Scientific research is increasingly based on the collection and use of significant amounts of data, which has led researchers to consider depositing them in data repositories. The goal of these repositories is the storage and preservation of datasets. One of the problems that usually arise is the difficulty experienced in interpreting these data. To overcome this issue, it is necessary not only to save the data but also to describe it. Descriptions can be specialised to varying degrees: they can be based only on generic descriptors such as title, date and creator, or include domain features. The creation of rich descriptions for the datasets in a repository requires the collaboration of an information-management specialist who is responsible for creating those descriptions. In this scenario, as the researcher has little control over data descriptions, the process tends to be time-consuming. In the case of the storage and description of data in universities, there are some projects where the uploading process depends on these specialized staff, called “curators”.

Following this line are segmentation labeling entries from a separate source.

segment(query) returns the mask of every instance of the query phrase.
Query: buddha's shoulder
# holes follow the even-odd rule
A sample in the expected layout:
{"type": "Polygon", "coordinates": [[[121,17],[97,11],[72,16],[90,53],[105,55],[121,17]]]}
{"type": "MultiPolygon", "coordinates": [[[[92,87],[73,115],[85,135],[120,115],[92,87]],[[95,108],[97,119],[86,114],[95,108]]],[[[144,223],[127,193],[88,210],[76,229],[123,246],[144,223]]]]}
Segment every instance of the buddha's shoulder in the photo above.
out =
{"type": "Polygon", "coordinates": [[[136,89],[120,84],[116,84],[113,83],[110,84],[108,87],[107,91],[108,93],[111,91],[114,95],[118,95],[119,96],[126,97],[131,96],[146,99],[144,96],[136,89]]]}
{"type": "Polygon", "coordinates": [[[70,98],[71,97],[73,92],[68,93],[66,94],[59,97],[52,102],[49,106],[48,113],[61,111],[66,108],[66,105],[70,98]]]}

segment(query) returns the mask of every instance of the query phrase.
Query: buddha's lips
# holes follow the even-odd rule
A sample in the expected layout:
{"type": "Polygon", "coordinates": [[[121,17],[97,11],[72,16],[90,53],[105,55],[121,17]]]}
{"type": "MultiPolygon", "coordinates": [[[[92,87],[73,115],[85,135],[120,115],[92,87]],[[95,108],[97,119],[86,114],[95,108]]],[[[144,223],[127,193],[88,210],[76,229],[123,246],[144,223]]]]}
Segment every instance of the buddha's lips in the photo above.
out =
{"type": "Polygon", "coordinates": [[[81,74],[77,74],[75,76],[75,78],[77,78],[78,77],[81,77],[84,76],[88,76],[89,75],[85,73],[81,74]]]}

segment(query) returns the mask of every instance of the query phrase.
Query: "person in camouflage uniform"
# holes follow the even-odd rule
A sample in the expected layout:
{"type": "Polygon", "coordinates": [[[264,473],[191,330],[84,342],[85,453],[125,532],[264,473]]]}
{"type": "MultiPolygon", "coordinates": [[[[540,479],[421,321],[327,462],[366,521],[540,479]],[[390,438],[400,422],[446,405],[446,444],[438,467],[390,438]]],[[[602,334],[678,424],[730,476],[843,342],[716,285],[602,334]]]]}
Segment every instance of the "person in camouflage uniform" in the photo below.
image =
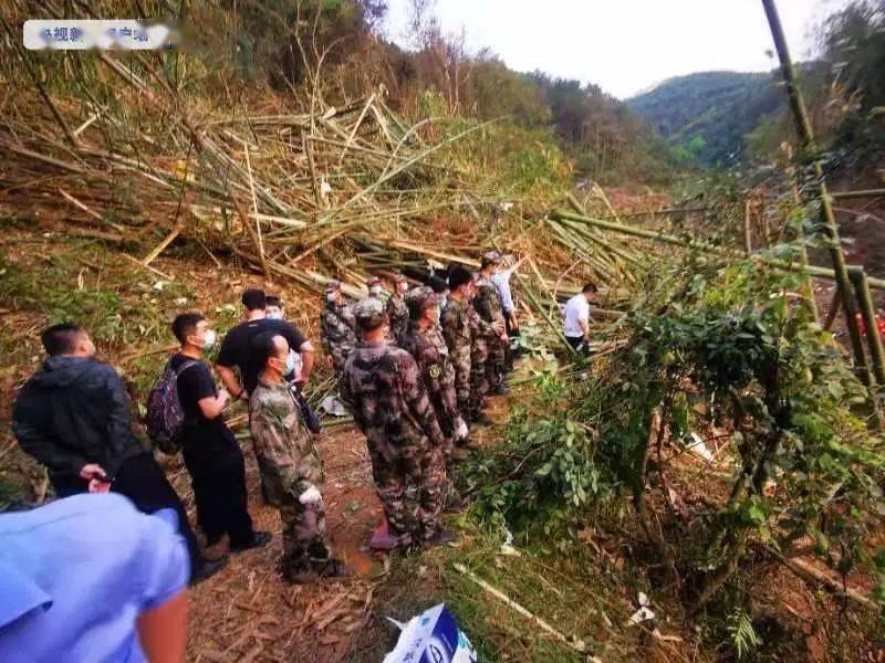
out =
{"type": "Polygon", "coordinates": [[[283,523],[283,577],[310,582],[342,576],[325,540],[323,466],[284,378],[289,344],[269,333],[256,339],[256,348],[264,368],[249,399],[249,429],[266,498],[283,523]]]}
{"type": "Polygon", "coordinates": [[[379,299],[363,299],[354,314],[362,343],[344,366],[342,392],[366,436],[388,534],[400,546],[450,540],[441,522],[444,435],[418,366],[385,343],[379,299]]]}
{"type": "Polygon", "coordinates": [[[408,307],[406,306],[405,294],[408,290],[408,281],[403,274],[397,273],[394,282],[394,292],[387,298],[387,319],[391,325],[391,336],[399,344],[399,338],[408,327],[408,307]]]}
{"type": "MultiPolygon", "coordinates": [[[[366,278],[366,287],[368,288],[368,296],[366,297],[366,299],[377,299],[378,302],[382,303],[383,306],[386,306],[386,302],[389,297],[388,298],[384,297],[384,286],[381,282],[381,278],[378,278],[377,276],[369,276],[368,278],[366,278]]],[[[396,345],[396,338],[394,337],[394,334],[391,330],[389,323],[385,326],[384,329],[385,329],[384,340],[386,340],[388,345],[396,345]]],[[[357,337],[360,336],[358,332],[360,330],[357,329],[357,337]]],[[[358,341],[357,345],[360,345],[358,341]]]]}
{"type": "Polygon", "coordinates": [[[325,309],[320,314],[320,340],[335,375],[341,376],[357,341],[353,311],[344,304],[339,281],[330,281],[326,285],[325,309]]]}
{"type": "Polygon", "coordinates": [[[449,295],[439,318],[442,338],[449,350],[451,367],[455,371],[455,398],[458,411],[471,420],[471,347],[472,334],[467,319],[467,291],[470,287],[470,272],[456,266],[449,273],[449,295]]]}
{"type": "Polygon", "coordinates": [[[421,373],[424,386],[434,406],[439,428],[446,438],[446,461],[451,460],[454,445],[467,439],[467,424],[458,410],[455,394],[455,369],[449,361],[445,341],[440,348],[434,330],[439,318],[439,299],[427,286],[415,287],[406,294],[408,327],[400,337],[399,347],[413,356],[421,373]]]}
{"type": "Polygon", "coordinates": [[[489,392],[489,344],[498,333],[477,312],[473,306],[476,285],[470,282],[467,287],[467,306],[465,314],[470,327],[470,421],[480,425],[489,425],[491,420],[482,409],[489,392]]]}
{"type": "Polygon", "coordinates": [[[480,272],[477,276],[477,296],[473,307],[480,317],[494,327],[497,335],[490,336],[488,341],[488,360],[486,361],[486,376],[489,392],[494,394],[507,393],[504,385],[504,369],[507,362],[507,344],[504,314],[498,288],[491,281],[492,275],[500,269],[501,254],[489,251],[482,254],[480,272]]]}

This project aims to design and develop a collaborative annotation system to be used by re- searchers at the University of Porto. Using this system, they will be able to upload and describe their datasets themselves, using a set of tools to assist them in this process. They will also be able to describe, in free text, other observed facts that may be hard to fit into the available descriptors. Researchers are able not only to describe and update their own data but also data belonging to other researchers, provided they are authorised to do so. Based on the Semantic MediaWiki platform and one of its extensions, Semantic Forms, this new extension was developed to ensure the functionalities of DataNotes. The platform was also integrated with another project called UPBox so that they can both be part of a complete research data curation process. The initial objectives have been met, but there is plenty of opportunity for future expansion. Possible improvements include the development of a new extension on Semantic MediaWiki which would allow metadata schemas to be automatically imported into DataNotes, as well as semi-automatic annotation of data using the content of the datasets to be annotated.